そこで,DirectX 9モードでの比較を試みるが,“13.1fpsの呪縛”から解き放たれていると見られる1024×768ドットで,HD 5450がHD 4550から若干置いて行かれているのは少々気になった。ドライバの最適化が完了するには,相応の時間がかかるかもしれない。
消費電力はHD 4550と同レベル
最大20W程度と考えていい
そこで今回も,ログの取得が可能なワットチェッカー「Watts up? PRO」を用いて,システム全体の消費電力を計測することにした。計測に際しては,OS起動後30分間放置した時点を「アイドル時」,各アプリケーションベンチマークを実行したとき,最も高い消費電力値を記録した時点を,各タイトルごとの実行時とした。
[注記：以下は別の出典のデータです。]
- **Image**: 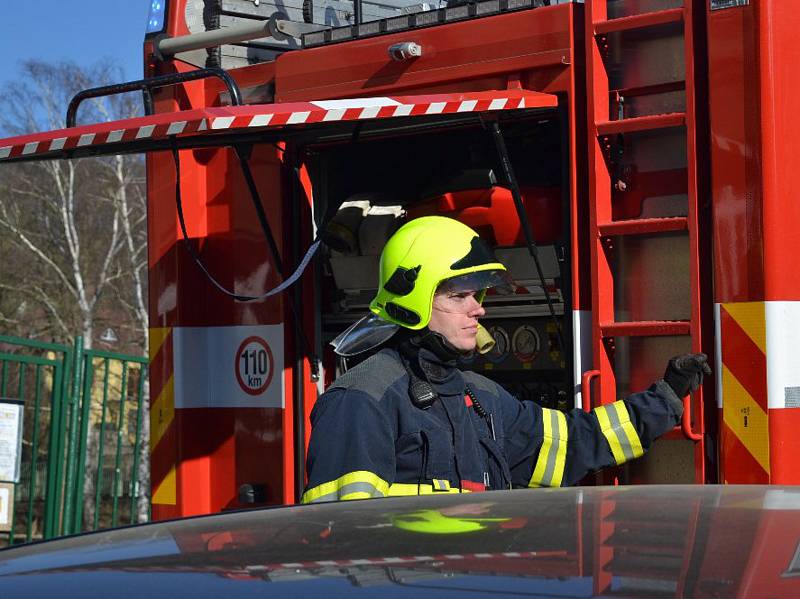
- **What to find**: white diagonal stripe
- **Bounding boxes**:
[394,104,414,116]
[456,100,478,112]
[167,121,186,135]
[136,125,156,139]
[358,106,381,119]
[211,116,235,129]
[425,102,446,114]
[248,114,274,127]
[286,110,311,125]
[322,108,347,121]
[106,129,125,144]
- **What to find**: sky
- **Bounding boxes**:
[0,0,150,85]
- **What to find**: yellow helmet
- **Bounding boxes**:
[369,216,508,330]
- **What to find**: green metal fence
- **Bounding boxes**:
[0,335,149,547]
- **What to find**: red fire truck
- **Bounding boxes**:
[0,0,800,518]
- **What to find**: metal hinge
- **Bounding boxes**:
[709,0,750,10]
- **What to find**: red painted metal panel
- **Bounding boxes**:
[597,216,688,237]
[600,320,691,337]
[594,8,683,34]
[707,5,764,302]
[0,89,558,162]
[769,408,800,485]
[597,112,686,135]
[275,5,574,102]
[747,0,800,300]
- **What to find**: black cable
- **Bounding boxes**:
[172,144,321,306]
[484,120,567,351]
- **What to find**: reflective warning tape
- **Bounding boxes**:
[715,301,800,484]
[149,328,178,505]
[716,302,770,483]
[0,89,558,162]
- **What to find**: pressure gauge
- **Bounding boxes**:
[485,325,511,364]
[511,324,541,362]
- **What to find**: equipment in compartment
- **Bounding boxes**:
[314,116,573,409]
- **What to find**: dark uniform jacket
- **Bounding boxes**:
[302,349,682,503]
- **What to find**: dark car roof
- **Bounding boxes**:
[0,486,800,599]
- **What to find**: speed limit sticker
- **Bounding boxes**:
[236,336,275,395]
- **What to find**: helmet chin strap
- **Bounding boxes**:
[409,327,464,362]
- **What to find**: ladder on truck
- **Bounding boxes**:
[583,0,711,483]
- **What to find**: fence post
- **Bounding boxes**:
[63,335,83,534]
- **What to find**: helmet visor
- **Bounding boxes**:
[436,270,514,300]
[331,314,400,357]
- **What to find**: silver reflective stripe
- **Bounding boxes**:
[603,404,636,461]
[542,410,561,487]
[310,482,386,503]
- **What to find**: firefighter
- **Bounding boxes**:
[302,216,710,503]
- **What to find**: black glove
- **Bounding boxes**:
[664,354,711,398]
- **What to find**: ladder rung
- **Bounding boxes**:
[595,112,686,135]
[594,8,683,35]
[600,320,690,337]
[597,216,689,237]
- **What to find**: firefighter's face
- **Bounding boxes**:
[428,291,486,351]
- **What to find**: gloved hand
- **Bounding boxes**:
[664,354,711,398]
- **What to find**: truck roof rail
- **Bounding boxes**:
[66,69,242,128]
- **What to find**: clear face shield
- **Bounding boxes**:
[434,270,514,313]
[331,313,400,358]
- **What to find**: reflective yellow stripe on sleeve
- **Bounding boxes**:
[592,401,644,464]
[388,479,471,497]
[301,470,389,503]
[528,408,568,487]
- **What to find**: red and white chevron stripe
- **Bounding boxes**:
[0,90,558,162]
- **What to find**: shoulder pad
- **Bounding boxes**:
[462,370,500,396]
[327,350,407,399]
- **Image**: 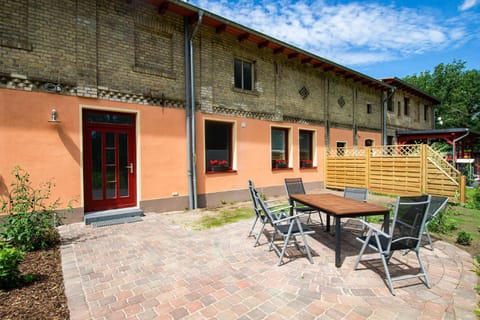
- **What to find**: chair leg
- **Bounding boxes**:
[415,250,431,289]
[248,216,258,237]
[424,226,435,251]
[253,223,265,247]
[353,231,372,270]
[318,211,324,226]
[277,223,293,266]
[268,230,277,251]
[380,252,395,295]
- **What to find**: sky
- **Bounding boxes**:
[188,0,480,79]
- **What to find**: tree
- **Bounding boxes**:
[403,60,480,131]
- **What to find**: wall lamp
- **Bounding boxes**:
[48,109,60,123]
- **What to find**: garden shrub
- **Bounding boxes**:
[0,166,60,251]
[465,187,480,210]
[428,206,458,234]
[0,242,25,289]
[457,231,473,246]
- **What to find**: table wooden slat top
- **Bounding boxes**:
[290,193,390,217]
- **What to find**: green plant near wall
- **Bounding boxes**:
[0,166,70,251]
[473,256,480,317]
[457,231,473,246]
[0,242,25,289]
[428,206,458,234]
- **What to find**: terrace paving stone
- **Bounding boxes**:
[59,212,478,320]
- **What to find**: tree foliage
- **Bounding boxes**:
[403,60,480,131]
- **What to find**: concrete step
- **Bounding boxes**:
[84,208,143,225]
[91,216,143,228]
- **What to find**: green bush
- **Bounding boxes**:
[428,206,458,234]
[457,231,473,246]
[0,166,59,251]
[0,242,25,288]
[465,187,480,210]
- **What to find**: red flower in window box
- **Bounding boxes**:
[273,159,287,168]
[209,159,229,171]
[300,159,313,168]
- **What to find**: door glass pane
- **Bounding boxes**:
[106,166,117,199]
[118,133,129,197]
[90,131,103,200]
[272,129,286,160]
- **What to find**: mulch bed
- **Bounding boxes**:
[0,247,70,320]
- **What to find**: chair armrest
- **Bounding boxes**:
[269,205,292,213]
[275,213,304,223]
[360,220,390,238]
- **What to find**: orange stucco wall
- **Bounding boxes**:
[0,89,188,207]
[0,89,325,212]
[0,89,81,207]
[196,114,324,193]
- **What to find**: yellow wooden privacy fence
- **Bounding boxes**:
[325,144,466,203]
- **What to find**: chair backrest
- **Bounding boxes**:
[426,196,448,224]
[343,187,368,202]
[248,180,263,218]
[285,178,305,197]
[253,189,277,229]
[389,195,431,250]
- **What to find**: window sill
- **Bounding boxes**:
[232,87,260,97]
[205,170,237,174]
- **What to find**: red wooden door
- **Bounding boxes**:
[83,110,137,212]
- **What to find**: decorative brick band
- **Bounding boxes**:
[212,106,275,121]
[0,74,185,108]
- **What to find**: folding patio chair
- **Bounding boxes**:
[343,187,368,230]
[254,188,315,266]
[248,180,290,247]
[423,196,448,251]
[353,196,431,295]
[285,178,323,226]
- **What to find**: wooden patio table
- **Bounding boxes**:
[290,193,390,268]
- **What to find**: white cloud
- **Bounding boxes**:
[192,0,468,66]
[458,0,480,11]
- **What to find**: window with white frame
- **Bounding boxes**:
[271,128,289,169]
[234,59,254,90]
[205,120,233,172]
[298,130,315,168]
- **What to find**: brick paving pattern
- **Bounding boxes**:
[60,213,478,320]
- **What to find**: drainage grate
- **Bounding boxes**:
[91,216,143,227]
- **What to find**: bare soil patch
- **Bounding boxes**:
[0,247,70,320]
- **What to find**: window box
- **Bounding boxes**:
[300,160,313,168]
[210,166,228,172]
[209,160,230,172]
[272,160,287,169]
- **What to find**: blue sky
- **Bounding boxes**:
[188,0,480,78]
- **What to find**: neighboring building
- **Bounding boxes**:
[0,0,433,221]
[383,78,441,144]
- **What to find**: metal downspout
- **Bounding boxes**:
[183,17,193,210]
[452,129,470,165]
[382,87,396,146]
[185,10,203,209]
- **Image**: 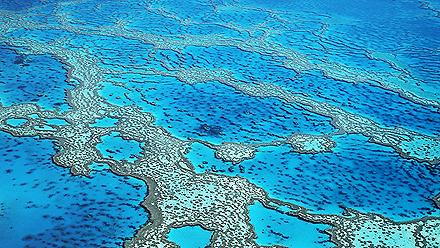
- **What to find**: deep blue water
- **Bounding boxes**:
[0,132,148,248]
[0,0,440,247]
[0,46,71,110]
[187,136,440,220]
[101,78,334,142]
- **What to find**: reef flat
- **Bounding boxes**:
[0,0,440,247]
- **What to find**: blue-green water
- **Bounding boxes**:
[0,0,440,247]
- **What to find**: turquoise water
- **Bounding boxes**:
[168,226,212,248]
[0,133,148,247]
[187,136,440,221]
[0,0,440,247]
[249,203,334,248]
[0,45,71,110]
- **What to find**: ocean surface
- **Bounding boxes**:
[0,0,440,248]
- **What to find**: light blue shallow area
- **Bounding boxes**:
[0,45,72,110]
[6,118,27,127]
[0,132,148,248]
[168,226,212,248]
[100,78,334,142]
[187,135,440,221]
[90,117,118,127]
[249,202,335,248]
[96,132,142,162]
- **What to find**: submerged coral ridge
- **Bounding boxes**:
[0,0,440,247]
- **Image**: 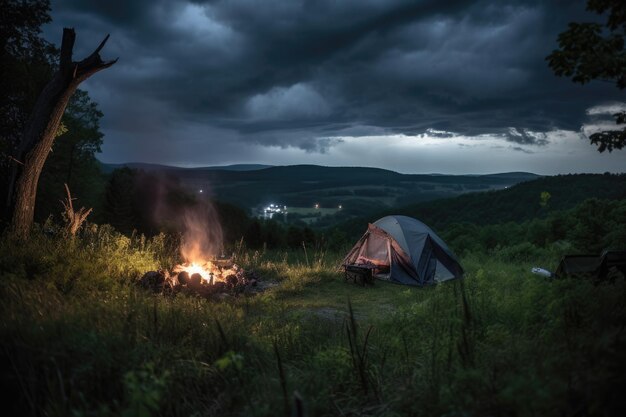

その結果はグラフ9に示したとおり。アプリケーションによって多少のバラつきは認められるものの,HD 5450の消費電力は,HD 4550やHD 4350と同程度であると見ていいだろう。対HD 5670では,アイドル時こそ10W弱だが,アプリケーション実行時は10〜35W程度と,まずまず低いといえるレベルになっている。
念のため,パッシブクーラーだけで冷却が足りるのかどうかもチェックしておきたい。
ここでは,3DMark06を30分間ループ実行し続けた時点を「高負荷時」とし,GPU-ZからGPUコアの温度を測定した。システムは,室温23℃の環境で,いわゆるバラック状態でのテストになる。
本稿の序盤で,HD 5450とHD 4550では,搭載するGPUクーラーがおそらく同じものだと指摘したが,グラフ10を見ると,両者には,高負荷時で6℃の差がついており,ここに40nmプロセス技術を採用して製造されるHD 5000シリーズのメリットを認められそうである。
絶対値も64℃でさほど高くないため,適切なエアフローが確保されたPCケースであれば,ファンレスで運用しても問題ないはずだ。
DX11対応はオマケの域を出ないが
「DX11環境が揃った」意義は小さくない
だが,ローエンドGPUでもDirectX 11対応が実現したという事実そのものには,大きな意味がありそうだ。DirectX 11対応環境の普及率を一気に上げるだけのコスト的ポテンシャルを持ったHD 5450が登場してきたことは,買う買わないは別として,歓迎すべき出来事ではなかろうか。